Landowsky, der begnadete Strippenzieher und von seinen Getreuen gern Pate Genannte, wusste, dass ihm von der Presse keine Gefahr drohen würde. Auch nicht vom Enthüllungsorgan Der Spiegel. Der wird mit seinen Mitteilungen Landowsky ebenso wenig aus dem Amt drücken wie einst den leidenschaftlich gejagten Stolpe. Denn beide Politiker verfügen bei allen sonstigen Unterschieden über ein Gemeinsames: Sie sind fest in ihrer Wählerschaft verankert. So konnte der CDU-Politiker, der zwar seinen Platz bei der Hyp-Bank räumen wird, in aller Ruhe mitteilen, dass er CDU-Fraktionsvorsitzender im Berliner Abgeordnetenhaus bleiben werde. Und er tat das in seiner geschmierten Demagogie unter dem drohenden Verweis auf eine mögliche Hauptstadt-Koalition aus Rot, Grün und Dunkelrot im Jahre 2004. Solcherlei Beschwörungen lassen den Insulaner, der sonst die Ruhe nicht verliert, noch immer sehr erschrecken. Da denkt er gemütlich schaudernd an die einstigen Großdemonstrationen vor der Reichstagsruine oder auf dem Rudolf-Wilde-Platz gegen den Bolschewistensturm aus Moskau und Müggelheim.
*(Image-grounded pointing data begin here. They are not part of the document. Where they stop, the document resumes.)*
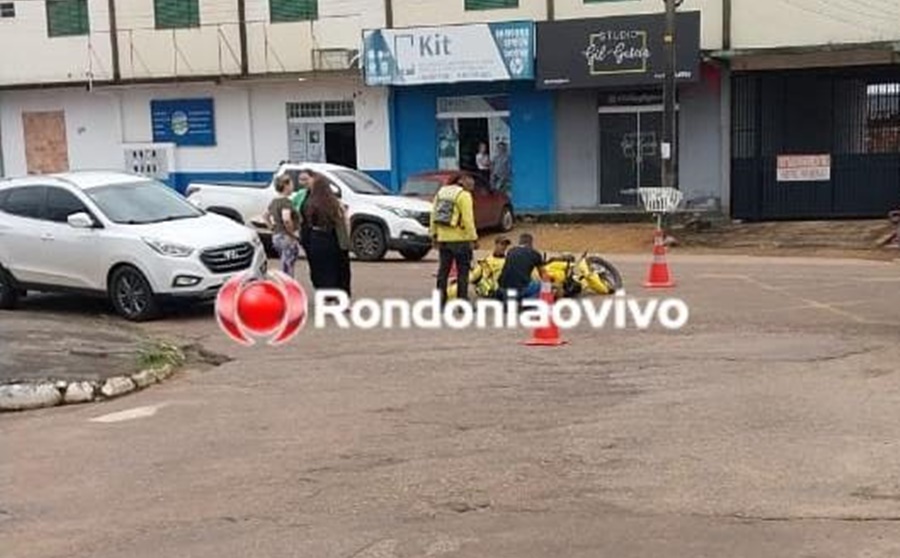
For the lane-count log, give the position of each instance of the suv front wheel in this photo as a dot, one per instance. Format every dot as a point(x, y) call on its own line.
point(131, 295)
point(9, 294)
point(369, 242)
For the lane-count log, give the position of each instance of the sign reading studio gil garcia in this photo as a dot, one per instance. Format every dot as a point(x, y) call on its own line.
point(615, 51)
point(449, 54)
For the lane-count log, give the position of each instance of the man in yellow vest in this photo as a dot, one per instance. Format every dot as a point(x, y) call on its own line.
point(454, 233)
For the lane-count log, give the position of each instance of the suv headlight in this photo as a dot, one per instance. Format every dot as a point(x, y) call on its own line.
point(169, 248)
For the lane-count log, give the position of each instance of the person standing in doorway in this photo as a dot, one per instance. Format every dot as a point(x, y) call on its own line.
point(304, 184)
point(453, 230)
point(483, 161)
point(501, 169)
point(329, 238)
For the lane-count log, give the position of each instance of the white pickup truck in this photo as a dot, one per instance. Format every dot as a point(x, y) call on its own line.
point(380, 220)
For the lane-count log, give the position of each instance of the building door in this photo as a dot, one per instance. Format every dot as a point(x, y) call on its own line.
point(630, 154)
point(46, 145)
point(472, 133)
point(322, 132)
point(340, 143)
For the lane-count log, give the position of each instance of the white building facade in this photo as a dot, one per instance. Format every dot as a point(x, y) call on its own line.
point(189, 89)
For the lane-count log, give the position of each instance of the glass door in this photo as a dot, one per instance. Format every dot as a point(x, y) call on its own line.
point(649, 159)
point(630, 154)
point(618, 157)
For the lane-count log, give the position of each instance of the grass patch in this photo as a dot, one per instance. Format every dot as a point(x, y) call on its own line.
point(159, 355)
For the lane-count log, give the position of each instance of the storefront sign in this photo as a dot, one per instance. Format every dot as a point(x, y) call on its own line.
point(804, 168)
point(615, 51)
point(184, 122)
point(456, 53)
point(631, 99)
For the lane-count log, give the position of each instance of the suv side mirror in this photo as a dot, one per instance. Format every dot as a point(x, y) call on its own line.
point(80, 220)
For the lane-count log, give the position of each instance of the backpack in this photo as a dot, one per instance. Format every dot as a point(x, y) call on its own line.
point(445, 206)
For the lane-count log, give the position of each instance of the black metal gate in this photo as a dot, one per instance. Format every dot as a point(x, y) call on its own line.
point(851, 117)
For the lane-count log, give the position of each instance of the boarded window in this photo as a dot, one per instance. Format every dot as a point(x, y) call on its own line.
point(67, 17)
point(175, 14)
point(293, 10)
point(491, 4)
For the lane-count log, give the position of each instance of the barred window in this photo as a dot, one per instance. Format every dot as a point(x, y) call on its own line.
point(327, 109)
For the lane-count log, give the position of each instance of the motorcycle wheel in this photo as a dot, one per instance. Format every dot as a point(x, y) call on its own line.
point(607, 272)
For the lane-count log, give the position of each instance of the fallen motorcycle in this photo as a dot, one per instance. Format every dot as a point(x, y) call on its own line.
point(589, 274)
point(569, 277)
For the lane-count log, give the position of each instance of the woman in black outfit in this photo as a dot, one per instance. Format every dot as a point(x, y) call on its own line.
point(329, 238)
Landowsky beherrscht dieses Stimmungsklavier virtuos. Der ursprüngliche Gegner einer Fusion von Berlin und Brandenburg brauchte seinen Anvertrauten nur vom Roten Meer westlich Zehlendorf zu sprechen, und schon wankte die Frontstadtinsel furchtsam. Ein wenig missglückter schien sein Bild von den Brandenburger Wärmestuben, herübergerufen ausgerechnet aus dem tropischen Mief Westberlins. Dort ist seit über 50 Jahren ein solide blühender Dschungel aus Beziehungen und Abhängigkeiten gewachsen, in dem schon manches Politikertalent von draußen für immer verschwunden ist. Die Eingeborenen des Dschungels kennen sich seit Mauerzeiten: Diepgen, Landowsky, Kittelmann, Buwitt, Pfennig. Sie haben in einer bemerkenswerten Kulturrevolution das traditionelle einstige SPD-Milieu in der Halbstadt überwunden. Die Wiedervereinigung garantiert ihnen stabil über 40 Prozent Wählerstimmen, denen die ganze Richtung nach 1989 nicht passt. Von solchen Zinsen lässt sichs ruhiger leben als von unsicheren Bankgeschäften, deren Obligationen man deshalb locker entsagen kann. Das weiß ein gut gelaunter Landowsky.